Strachy Na Lachy zdefiniowały swoje brzmienie na debiutanckim albumie i pozostają mu wierne po dziś dzień. Grupa, która była kontynuacją kultowej Pidżamy Porno, z czasem stała się wiodącym zespołem dla jej lidera Krzysztofa Grabowskiego - autora przekonujących tekstów.
Na najnowszym albumie "Przechodzień o wschodzie" autor podejmuje cały wachlarz tematów. Obok miłosnych numerów, w których bardzo zręcznie operuje słowem, jak "Twoje motylki", "Nie zakochuj się w wietrze" czy "Obłąkany obłok" (duet z Kasią Golomską), mamy także wątki społeczno-polityczne ("Co się z nami stało", "Podziemne przejście").
Swoistą wiwisekcją jest numer "Nazywam się Grabowski", w którym słowami znużonego pięćdziesięciolatka autor śpiewa o tym, że nie ma zbyt wielu kumpli, a mecze już dawno ogląda sam.
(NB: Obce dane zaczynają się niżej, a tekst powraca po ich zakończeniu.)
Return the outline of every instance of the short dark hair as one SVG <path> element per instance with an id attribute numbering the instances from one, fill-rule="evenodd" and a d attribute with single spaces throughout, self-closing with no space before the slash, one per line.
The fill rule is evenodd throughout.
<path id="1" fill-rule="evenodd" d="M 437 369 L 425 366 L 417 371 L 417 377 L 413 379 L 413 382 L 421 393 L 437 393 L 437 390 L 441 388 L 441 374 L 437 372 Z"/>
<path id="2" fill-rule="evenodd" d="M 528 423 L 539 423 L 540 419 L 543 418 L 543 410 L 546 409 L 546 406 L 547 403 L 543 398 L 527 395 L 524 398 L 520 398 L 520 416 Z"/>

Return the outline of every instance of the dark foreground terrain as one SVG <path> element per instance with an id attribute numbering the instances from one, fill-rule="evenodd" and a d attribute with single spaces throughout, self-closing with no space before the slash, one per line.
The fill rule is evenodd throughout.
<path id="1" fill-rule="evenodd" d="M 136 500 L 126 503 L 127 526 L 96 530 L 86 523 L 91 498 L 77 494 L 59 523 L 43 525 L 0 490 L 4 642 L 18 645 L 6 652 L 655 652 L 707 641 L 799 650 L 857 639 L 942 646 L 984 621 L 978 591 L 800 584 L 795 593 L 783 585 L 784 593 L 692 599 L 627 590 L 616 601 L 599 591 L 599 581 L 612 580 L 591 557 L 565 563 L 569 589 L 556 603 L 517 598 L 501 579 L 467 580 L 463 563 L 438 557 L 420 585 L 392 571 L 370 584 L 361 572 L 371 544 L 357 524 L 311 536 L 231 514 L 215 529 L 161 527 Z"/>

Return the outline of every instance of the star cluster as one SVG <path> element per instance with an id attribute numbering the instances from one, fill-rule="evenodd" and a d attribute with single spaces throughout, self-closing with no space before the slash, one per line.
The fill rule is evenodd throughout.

W innym tekście dodaje zaś: "Za starzy na fajki i kawę". Do twórczości Strachów wkradła się melancholia, choć wciąż nie brak tu piosenek o zgrabnej melodyce.
"Twoje motylki", "Katastrofa szczęścia", "Matka Boska", "Podziemne przejście" czy dancingowy "Krótki sznur" to świetne skrojone numery o dużym komercyjnym potencjale. Teraz oczekujemy na zapowiadaną płytę punkowej Pidżamy.